The 21-year-old created the 12-minute radio piece for her final broadcast journalism project at Nottingham Trent University.
And it pipped hundreds of entries to be shortlisted for the Mind Media Awards.
Jemma, who has worked part-time as a lifeguard in her home town of Doncaster for the past four years, said some of her colleagues at the pool had suffered from post-traumatic stress disorder.
“One guy had to help a man who was having a diabetic fit on the side of the pool. He told me he would wake up in the night in a cold sweat, hoping he had done everything right.
“I hope people will listen to the documentary and realise that post-traumatic stress disorder can affect anyone and hopefully break down the stigma attached to it.”
The audio piece was researched, recorded and edited by Jemma over a two-month period.
She said: “There were a couple of times when I was pulling 18-hour days to get it finished.
“I couldn’t believe it when I got the email saying I was shortlisted, I thought it was another job rejection email, as I had been applying for jobs.”
Having graduated on July 23 this year, Jemma has since landed a job as a news reader on Trax FM.
She said: “I was offered the job yesterday, about two hours before I travelled to Nottingham to talk to the Post.”

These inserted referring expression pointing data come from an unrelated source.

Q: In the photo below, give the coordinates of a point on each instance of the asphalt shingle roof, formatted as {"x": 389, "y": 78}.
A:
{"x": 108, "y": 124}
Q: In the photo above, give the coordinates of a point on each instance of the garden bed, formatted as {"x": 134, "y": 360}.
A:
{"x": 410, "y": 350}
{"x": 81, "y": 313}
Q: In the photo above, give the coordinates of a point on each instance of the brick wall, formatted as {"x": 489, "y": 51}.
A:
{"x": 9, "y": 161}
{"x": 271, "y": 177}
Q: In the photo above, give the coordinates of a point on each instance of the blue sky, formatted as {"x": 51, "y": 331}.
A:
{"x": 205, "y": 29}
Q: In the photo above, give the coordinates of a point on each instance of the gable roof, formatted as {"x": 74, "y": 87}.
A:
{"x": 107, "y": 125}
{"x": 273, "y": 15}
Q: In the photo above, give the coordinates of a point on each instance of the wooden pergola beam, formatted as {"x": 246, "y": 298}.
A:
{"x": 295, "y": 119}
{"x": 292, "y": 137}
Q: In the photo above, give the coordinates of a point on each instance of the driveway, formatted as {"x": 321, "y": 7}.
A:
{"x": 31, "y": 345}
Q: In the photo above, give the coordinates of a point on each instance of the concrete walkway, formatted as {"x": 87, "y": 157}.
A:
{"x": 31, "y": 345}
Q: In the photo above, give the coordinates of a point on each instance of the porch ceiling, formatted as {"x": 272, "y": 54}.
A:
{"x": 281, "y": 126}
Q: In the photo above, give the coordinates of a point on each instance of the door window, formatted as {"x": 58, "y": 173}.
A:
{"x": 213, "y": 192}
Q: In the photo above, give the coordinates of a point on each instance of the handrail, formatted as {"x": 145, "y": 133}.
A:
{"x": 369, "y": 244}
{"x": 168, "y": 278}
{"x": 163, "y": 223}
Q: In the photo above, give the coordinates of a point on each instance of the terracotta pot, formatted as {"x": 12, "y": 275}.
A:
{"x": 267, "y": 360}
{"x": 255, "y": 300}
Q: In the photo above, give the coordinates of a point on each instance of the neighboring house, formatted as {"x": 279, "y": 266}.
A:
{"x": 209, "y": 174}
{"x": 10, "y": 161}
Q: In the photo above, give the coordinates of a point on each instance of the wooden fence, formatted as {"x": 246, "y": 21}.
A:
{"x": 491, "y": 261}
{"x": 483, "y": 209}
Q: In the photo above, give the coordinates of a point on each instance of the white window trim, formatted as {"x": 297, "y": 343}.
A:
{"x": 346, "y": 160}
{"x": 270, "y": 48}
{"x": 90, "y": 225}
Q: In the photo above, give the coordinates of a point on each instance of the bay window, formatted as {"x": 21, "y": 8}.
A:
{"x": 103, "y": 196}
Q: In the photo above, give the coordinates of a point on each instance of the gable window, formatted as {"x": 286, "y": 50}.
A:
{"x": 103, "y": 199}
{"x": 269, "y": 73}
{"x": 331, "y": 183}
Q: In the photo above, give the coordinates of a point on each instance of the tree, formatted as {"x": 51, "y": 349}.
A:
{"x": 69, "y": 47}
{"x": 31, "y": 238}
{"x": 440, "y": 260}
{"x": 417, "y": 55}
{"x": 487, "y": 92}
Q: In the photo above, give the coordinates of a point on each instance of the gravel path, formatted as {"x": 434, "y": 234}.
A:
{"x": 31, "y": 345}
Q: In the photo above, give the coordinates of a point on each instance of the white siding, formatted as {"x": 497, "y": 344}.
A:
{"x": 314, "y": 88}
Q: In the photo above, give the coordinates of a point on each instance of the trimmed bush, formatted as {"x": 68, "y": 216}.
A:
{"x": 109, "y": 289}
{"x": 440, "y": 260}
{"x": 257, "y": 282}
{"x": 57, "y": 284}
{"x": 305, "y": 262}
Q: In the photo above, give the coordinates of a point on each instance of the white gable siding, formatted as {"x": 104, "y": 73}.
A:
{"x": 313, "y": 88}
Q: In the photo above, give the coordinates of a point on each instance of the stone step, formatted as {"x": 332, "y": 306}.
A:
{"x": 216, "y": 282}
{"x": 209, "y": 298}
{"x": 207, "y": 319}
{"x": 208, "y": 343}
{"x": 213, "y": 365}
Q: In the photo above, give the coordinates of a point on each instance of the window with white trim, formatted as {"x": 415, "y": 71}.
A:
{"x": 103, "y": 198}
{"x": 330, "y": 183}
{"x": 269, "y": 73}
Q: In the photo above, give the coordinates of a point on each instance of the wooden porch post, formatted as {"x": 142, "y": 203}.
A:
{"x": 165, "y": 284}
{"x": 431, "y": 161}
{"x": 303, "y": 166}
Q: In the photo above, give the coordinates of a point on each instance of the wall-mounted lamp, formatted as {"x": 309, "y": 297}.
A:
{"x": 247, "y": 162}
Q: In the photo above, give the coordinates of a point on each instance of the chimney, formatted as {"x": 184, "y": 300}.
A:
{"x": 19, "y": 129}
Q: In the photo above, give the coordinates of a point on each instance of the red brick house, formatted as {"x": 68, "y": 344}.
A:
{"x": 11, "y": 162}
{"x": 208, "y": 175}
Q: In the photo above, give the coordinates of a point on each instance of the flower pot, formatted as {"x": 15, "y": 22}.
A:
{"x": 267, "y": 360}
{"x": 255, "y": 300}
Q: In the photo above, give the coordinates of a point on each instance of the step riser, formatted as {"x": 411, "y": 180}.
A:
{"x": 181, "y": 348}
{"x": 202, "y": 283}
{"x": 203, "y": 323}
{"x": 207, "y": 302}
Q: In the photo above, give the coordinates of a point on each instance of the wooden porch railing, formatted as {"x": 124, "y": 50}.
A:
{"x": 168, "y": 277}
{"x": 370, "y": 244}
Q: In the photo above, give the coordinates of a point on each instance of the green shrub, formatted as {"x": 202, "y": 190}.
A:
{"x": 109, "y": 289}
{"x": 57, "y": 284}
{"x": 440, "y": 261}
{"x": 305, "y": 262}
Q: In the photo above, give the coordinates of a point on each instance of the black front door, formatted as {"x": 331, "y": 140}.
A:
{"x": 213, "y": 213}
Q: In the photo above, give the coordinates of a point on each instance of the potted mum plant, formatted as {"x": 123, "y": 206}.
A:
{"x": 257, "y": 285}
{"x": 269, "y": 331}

Nottingham Trent’s broadcast journalism (BA Hons) course leader, Gail Mellors, taught Jemma in her final year of study.
She said: “Jemma was always a pleasure to teach and it doesn’t surprise me that her documentary has been shortlisted.
“It was a well-made, considered and evocative piece and I am sure she will have a great future.
“We put them through their paces at Trent and Jemma is an example of all that hard work paying off.”
The winner will be announced at an awards ceremony at the British Film Institute, London, on Monday November 17.
Paul Farmer, chief executive of Mind, said: “The Mind Media Awards is a fantastic opportunity to reflect on the positive impact that accurate and informed media reporting can have on perceptions of those with mental health problems.
“The judges really have a tough job picking winners and we can’t wait to celebrate with the finalist at this year’s ceremony at the British Film Institute.”